Before jumping into the difference between Bitcoin and physical currency, let us take a crash course on what exactly the two mean.
Physical currency is usually issued by the government and central authority like a central bank has the responsibility of regulating it. Physical currency is the only legal tender that operates in the financial system even though it is not necessary for them to be supported by a physical commodity. As opposed to that, physical currency constitutes the very essence of the credit system of an economy.
The disadvantage of fiat currencies
A physical currency such as the American Dollar, or the British Pound or the Chinese Yuan usually derives is value from the intersection of the invisible forces of demand and supply in the market. Whenever there is an incident of hyperinflation, there is a chance that physical currencies are at risk as they end up becoming worthless. This is mostly due to its non-association to any physical commodity. Physical currency was first introduced sometime around 1000 AD in China and following that it spread over the whole wide world.
The charm of Bitcoin
Bitcoin can be defined as a kind of digital money or virtual currency that has the potential to act as a medium of exchange. Since it is virtual in nature, it employs the technology of cryptography in order to process the transactions along with securing and verifying them. As opposed to physical currencies, Bitcoin happens to be a lot more independent as it cannot be controlled by any central bank or similar central authority. Bitcoin is being extensively used in trading now – reliable platforms like bitcoin-buyer.app help you trade seamlessly. Even if you’re an amateur, you can make great profits with the right guidance.
The history of Bitcoin
Bitcoin is often credited to be the brainchild of one Satoshi Nakamoto even this claim is disputed on many counts. Apparently Nakamoto had no intention of developing a currency, although he did think of establishing a peer-to-peer electronic cash system so that transactions can take place without having to be monitored by a central authority. This feature of decentralization implies that no central server hosts or even controls the transaction in this medium.
The BIG difference
Now that we have familiarised ourselves with types of currency, let us jump in straight to their differences.

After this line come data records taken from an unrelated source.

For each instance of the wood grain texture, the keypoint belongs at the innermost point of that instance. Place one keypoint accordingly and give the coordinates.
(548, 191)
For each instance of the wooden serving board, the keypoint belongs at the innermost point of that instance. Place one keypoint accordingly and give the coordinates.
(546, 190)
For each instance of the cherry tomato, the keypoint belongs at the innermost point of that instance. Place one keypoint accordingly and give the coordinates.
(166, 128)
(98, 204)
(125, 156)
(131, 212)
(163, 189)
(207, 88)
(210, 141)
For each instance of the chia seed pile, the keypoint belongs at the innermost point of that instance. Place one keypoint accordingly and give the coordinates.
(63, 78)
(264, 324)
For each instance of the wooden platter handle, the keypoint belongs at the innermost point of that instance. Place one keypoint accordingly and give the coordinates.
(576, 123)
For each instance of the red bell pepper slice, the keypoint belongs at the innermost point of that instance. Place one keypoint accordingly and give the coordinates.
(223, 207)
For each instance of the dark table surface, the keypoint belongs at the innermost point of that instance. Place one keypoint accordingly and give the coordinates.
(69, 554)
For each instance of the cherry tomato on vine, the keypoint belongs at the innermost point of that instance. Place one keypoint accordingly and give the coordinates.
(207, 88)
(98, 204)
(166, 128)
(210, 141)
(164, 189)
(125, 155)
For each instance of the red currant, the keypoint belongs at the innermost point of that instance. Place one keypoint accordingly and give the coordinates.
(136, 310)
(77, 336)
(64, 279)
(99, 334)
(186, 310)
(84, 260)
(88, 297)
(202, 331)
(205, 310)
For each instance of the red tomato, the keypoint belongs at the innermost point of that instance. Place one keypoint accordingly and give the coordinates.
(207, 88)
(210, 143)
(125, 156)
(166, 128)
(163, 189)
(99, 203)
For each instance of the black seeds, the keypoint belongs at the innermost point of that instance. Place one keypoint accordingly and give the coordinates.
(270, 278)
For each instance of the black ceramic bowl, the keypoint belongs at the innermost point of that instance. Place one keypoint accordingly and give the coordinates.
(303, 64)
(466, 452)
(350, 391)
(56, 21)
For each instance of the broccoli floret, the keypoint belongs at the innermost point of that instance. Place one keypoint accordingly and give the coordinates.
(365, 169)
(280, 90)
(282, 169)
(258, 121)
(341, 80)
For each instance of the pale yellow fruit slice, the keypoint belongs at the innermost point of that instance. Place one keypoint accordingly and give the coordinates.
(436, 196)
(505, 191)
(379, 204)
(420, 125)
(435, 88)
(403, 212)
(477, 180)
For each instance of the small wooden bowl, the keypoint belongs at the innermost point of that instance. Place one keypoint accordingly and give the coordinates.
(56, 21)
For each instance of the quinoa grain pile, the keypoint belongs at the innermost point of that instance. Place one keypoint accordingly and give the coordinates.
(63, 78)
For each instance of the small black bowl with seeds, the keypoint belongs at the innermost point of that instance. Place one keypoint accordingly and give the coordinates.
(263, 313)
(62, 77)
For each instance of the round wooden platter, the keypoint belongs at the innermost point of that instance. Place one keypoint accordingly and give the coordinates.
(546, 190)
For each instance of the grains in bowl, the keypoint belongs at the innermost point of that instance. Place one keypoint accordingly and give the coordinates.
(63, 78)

Physical currencies are issued by the government and regulated by a central bank. In other words, physical currency has ample official markings to be declared as legal tender and is mostly used for any monetary transaction. In addition to that, physical currency is also under the control of the government who implement different policies which in turn have an impact on their value. On the hand Bitcoin, is like a digital asset and is not under the regulation of the government, even though it is used as a medium of exchange. There is no central body that influence the value of Bitcoin. As a result, many countries have enforced strict regulations on its use since it is very easy to use it for money laundering, or worse, terrorism.
You cannot exactly feel Bitcoin as it has a virtual existence it operates within that realm only. Physical currency, from its very name, can be felt in usually forms – coins and paper notes. This at times poses difficulty, as it is not easy to carry paper money or coins beyond a certain limit.
Bitcoin has a digital form as it is created on a computer with the help of private pieces of code. In other words, the entire means of transaction is digital. As opposed to this, physical currency can exist virtually as well as physically. Today, a lot of people employ electronic payment services that helps in an online transfer of money from account to the other. The physical exchange is a given.
The aspect of supply is a crucial point of difference between physical currency and Bitcoin. The former does not have any stipulated upper limit, which means that the central authority regulating this currency can produce an unlimited amount of this money. On the other hand, Bitcoin, like most cryptocurrencies, usually generates a limited number of coins that continue to be in circulation. For example, in the case of Bitcoin, the upper limit may be constituted at 21 million. There is no telling regarding the limit to which physical currency can be in circulation.
The virtual existence of Bitcoin means that it can be stored only in digital wallets, also known as cryptocurrency wallets. These wallets claim to be a safe space, even though there have been numerous incidents of people hacking into these wallets and looting the money stored in it. Physical currency, on the other hand, has some kind of a liquidity to it, which means it can take any form in terms of storage. For example, PayPal allows physical money to exist in a digital form.